9 Mar, 10 | by BMJ Group
Theresa Harding’s long and tedious journey through increasing disability to a diagnosis of a treatable condition is a very moving one. Many readers will be as concerned as the BMJ patient editor Peter Lapsley in his rapid response to the article.
It reminded me that some years ago I was instructed as an expert witness by solicitors defending a claim of negligent delayed diagnosis of this same condition – the second time I had received such an instruction. It was not because I claimed any expertise in paediatric neurology, but did claim expertise in the dissemination of medical knowledge, at the time being editor in chief of Archives of Disease in Childhood. One question the court needed to decide was how long should it take for a competent paediatrician (or a competent paediatric neurologist) to be aware of a “new” syndrome.
Dopa responsive dystonia (DRD) was first described, in a case report in Japanese in 1971; five years later, the same author published, in an English language neurological book series, details of 9 Japanese patients, now eponymised as Segawa’s Syndrome. Two European cases were described in 1978, but in a US journal, so the paper might not have made a great impact on its readers. The first UK cases were reported in 1982. A few years later it became clear that L-DOPA might be effective in dystonias and the European Federation of Child Neurology Societies collected data on 20 cases from 11 of its members. So far, all reports had been in specialist neurological journals.

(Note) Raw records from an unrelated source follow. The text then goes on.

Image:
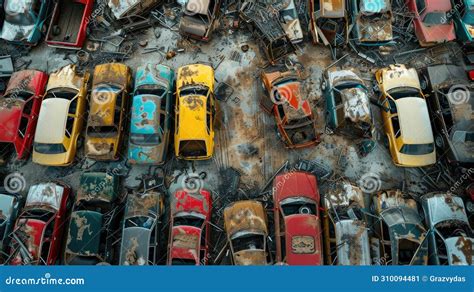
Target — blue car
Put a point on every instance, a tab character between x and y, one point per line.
24	20
151	120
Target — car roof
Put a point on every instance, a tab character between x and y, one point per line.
414	119
53	112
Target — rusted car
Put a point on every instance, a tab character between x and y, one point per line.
24	20
61	117
267	29
141	228
399	233
451	239
19	110
151	123
107	111
190	228
372	22
68	25
451	101
346	238
292	111
433	21
38	235
297	221
199	19
348	108
405	116
93	221
247	231
329	22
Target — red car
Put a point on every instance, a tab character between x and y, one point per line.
433	22
19	109
297	223
38	233
190	230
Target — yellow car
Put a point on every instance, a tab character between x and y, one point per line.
195	110
108	102
60	119
405	116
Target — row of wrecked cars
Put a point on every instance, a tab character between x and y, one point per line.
340	228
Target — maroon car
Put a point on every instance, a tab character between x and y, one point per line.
19	109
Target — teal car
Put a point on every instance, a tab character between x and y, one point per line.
151	120
464	19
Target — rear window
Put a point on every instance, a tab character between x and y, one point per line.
189	148
417	149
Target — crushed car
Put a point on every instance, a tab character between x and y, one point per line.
38	235
94	219
372	22
68	25
61	117
451	101
150	124
141	228
190	227
293	114
195	111
433	21
247	231
400	237
199	19
107	111
451	239
19	110
297	220
24	20
405	116
346	232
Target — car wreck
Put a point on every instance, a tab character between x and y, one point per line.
451	239
108	102
64	107
68	25
451	103
94	219
190	228
292	111
19	110
399	233
38	235
346	238
247	231
141	228
151	115
297	221
372	22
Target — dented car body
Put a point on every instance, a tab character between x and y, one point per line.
190	228
38	235
400	236
93	220
345	226
60	120
292	111
247	231
451	239
297	221
19	110
108	103
151	115
141	228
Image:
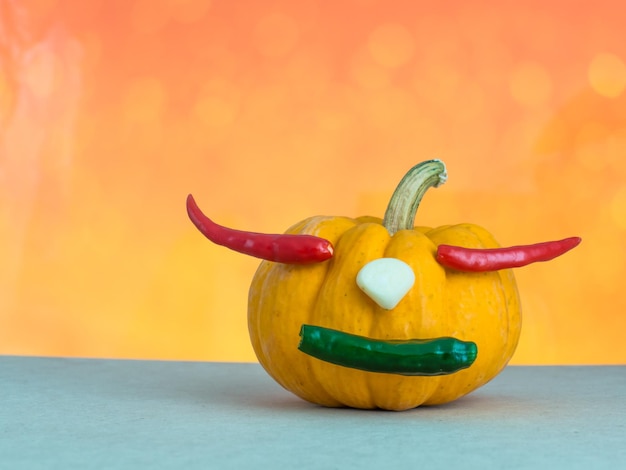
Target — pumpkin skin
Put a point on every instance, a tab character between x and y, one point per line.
479	307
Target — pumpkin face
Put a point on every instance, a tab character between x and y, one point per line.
479	307
394	316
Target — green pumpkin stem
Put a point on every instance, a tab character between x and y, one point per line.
405	200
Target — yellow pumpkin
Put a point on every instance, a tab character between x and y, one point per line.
483	308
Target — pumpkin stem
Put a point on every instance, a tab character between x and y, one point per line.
405	200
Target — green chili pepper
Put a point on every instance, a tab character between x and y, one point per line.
437	356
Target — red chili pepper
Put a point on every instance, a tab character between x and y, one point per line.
281	248
479	260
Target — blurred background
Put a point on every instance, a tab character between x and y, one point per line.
270	111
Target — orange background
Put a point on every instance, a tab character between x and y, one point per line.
111	112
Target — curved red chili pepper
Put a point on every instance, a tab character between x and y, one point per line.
493	259
281	248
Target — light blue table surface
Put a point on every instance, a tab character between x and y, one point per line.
82	413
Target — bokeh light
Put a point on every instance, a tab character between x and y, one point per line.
111	112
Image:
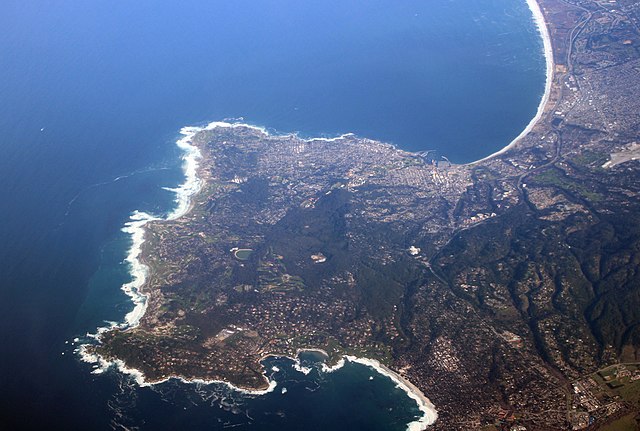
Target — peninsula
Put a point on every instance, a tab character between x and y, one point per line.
507	290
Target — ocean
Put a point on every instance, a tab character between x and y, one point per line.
92	98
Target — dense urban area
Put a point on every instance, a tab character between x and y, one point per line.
507	290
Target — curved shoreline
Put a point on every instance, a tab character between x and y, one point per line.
192	185
541	23
139	272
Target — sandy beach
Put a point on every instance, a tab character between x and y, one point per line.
548	54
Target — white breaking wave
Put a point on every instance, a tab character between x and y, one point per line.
541	24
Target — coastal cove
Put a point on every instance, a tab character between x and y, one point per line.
139	270
193	185
407	76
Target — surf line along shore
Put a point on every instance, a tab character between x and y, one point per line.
541	24
139	272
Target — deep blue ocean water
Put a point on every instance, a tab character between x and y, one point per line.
92	95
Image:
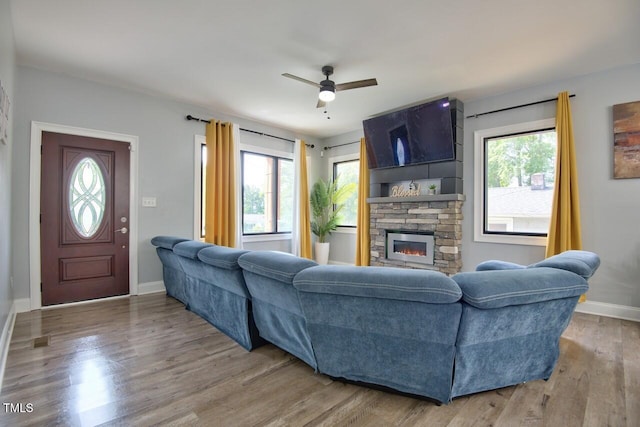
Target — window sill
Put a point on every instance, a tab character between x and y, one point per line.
511	240
266	238
345	230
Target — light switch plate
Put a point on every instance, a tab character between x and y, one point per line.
149	202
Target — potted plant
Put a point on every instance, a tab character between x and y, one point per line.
327	199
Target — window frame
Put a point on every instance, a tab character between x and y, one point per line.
277	156
199	141
331	161
480	185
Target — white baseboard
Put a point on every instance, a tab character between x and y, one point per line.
332	262
5	341
151	287
609	310
22	305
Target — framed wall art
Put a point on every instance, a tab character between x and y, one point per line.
626	140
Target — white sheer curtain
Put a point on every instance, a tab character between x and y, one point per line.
295	232
236	154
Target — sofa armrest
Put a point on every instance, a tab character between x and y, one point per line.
167	242
583	263
501	288
498	265
379	282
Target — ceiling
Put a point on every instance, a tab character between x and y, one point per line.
228	56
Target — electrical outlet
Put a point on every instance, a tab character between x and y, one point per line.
149	202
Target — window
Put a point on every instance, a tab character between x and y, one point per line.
267	194
514	179
348	172
265	191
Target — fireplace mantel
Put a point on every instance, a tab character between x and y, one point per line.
422	198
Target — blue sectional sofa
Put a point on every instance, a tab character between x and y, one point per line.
415	331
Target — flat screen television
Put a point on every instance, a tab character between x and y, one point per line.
420	134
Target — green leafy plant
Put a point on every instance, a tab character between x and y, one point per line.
327	199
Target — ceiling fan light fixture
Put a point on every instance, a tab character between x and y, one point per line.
327	94
327	91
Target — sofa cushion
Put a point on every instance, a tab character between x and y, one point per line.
498	265
167	242
221	256
380	282
501	288
280	266
583	263
190	248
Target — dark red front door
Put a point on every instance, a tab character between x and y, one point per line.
84	219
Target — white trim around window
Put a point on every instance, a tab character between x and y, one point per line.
199	141
342	229
479	184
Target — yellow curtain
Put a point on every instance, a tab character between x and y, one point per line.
363	237
564	228
305	216
220	196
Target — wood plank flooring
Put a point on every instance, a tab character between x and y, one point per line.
147	361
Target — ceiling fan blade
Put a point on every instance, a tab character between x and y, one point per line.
356	84
300	79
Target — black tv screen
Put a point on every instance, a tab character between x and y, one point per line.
420	134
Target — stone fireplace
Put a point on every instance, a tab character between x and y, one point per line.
434	217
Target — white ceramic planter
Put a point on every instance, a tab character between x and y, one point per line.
322	253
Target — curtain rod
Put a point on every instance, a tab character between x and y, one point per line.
329	147
190	117
473	116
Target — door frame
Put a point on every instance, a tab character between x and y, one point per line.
35	168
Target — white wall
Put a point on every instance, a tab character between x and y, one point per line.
609	207
166	154
7	72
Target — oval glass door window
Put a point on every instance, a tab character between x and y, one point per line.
87	196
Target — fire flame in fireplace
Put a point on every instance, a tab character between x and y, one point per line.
413	252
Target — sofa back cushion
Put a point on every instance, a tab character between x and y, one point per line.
167	242
190	249
380	282
221	257
279	266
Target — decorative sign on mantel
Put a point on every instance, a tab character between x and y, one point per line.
414	188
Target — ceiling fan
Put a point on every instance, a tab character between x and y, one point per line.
328	87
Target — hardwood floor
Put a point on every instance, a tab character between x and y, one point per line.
147	361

In 1987, the first report appeared in a general paediatric journal, namely one of which I was to become editor. At the time of the negligence action I was disconcerted to have found this reference, having absolutely no memory of its description of 4 Israeli children with dystonia who responded apparently miraculously to L-DOPA.
A review in Neuropaediatrics had collected 86 patients by 1988;
Twenty years ago the BMJ published a Lesson of the Week describing two young women, originally misdiagnosed with spastic cerebral palsy, and who were confined to wheelchairs until given L-DOPA. The authors concluded: “At present, awareness of DRD seems to be confined to specialists in movement disorders. There are few conditions in which a small dose of a drug can restore a wheelchair bound disabled person to normality. DRD needs to be recognised by GPs, paediatricians, orthopaedic surgeons and all doctors caring for patients with cerebral palsy.”
Despite this warning appearing in 1989, the standard UK paediatric textbook, in its 1992 edition did not index or refer to DRD nor to Segawa’s Syndrome but knowledge was clearly beginning to disseminate since – in describing the unrelated condition of dystonia musculorum deformans (DMD) – the text ends with a paragraph referring to “a group of children with an onset of a paroxysmal dystonia which is better in the mornings and worse as the day wears on has been described” and went on to state that L-DOPA could produce dramatic improvement. The contemporaneous US standard text contained no reference to the condition although it suggested L-DOPA amongst a battery of other drugs which might be worth trying in DMD. Indeed, even by 2000, this textbook, while explaining the pathophysiology of the DRD and its response to treatment, oddly indexed it as “dopa-resistant-dystonia.”
When I prepared my report for the court it was just before the internet era. Searching the literature still involved time-consuming trawls in a library through the enormously heavy bound volumes of Index Medicus – and was not to be undertaken lightly by the practising clinician. There was little published on expected time from discovery of a condition or therapy to general knowledge and application. However, a few publications stood out which dealt with the process of determining best treatments for hypertension and other cardiovascular conditions. At the time it seemed that first hypothesis to reasonable conclusions from a controlled trial took about 10 years with a further five to appearance in textbooks and guidelines, albeit that the world was not flooded with guidelines in those days.
Of course knowledge does not just come from the published word. While it might have been uncertain whether paediatric neurologists in the 1980s were familiar with the contents of Advances in Neurology, Annals of Neurology and Neuropaedatrics, it would have been comforting to think that Lessons of the Week in the BMJ or Lessons of the Month in ADC might have made more impact. Subsequent experience in analysing illogicalities in the use of intravenous rehydrating fluids in children showed a gap of 35 years between the publication of the original guidance on the topic (1958) and another presumably largely ignored Lesson of the Week detailing potential dangerous pitfalls. And a further 12 before the first prospective randomised trial.
So, going back to DRD, what did paediatric neurologists learn from attending conferences and scientific meetings even before the world’s journals caught up? And when did they whisper in the ears of their non-specialist colleagues in child health? I have no answer from a judge since my evidence was never heard; after two or three days of hearing evidence and cross examination with the equivalent of a goalless draw, the defendants threw in half a towel and settled without an admission of liability.
One can hope only that now we have the ability to search the world’s literature in minutes and patient support groups are strident in alerting us to their needs, there is a big difference to our reaction times, so that no more young women have to wait decades before they can throw away their crutches and donate their wheelchairs to the Red Cross.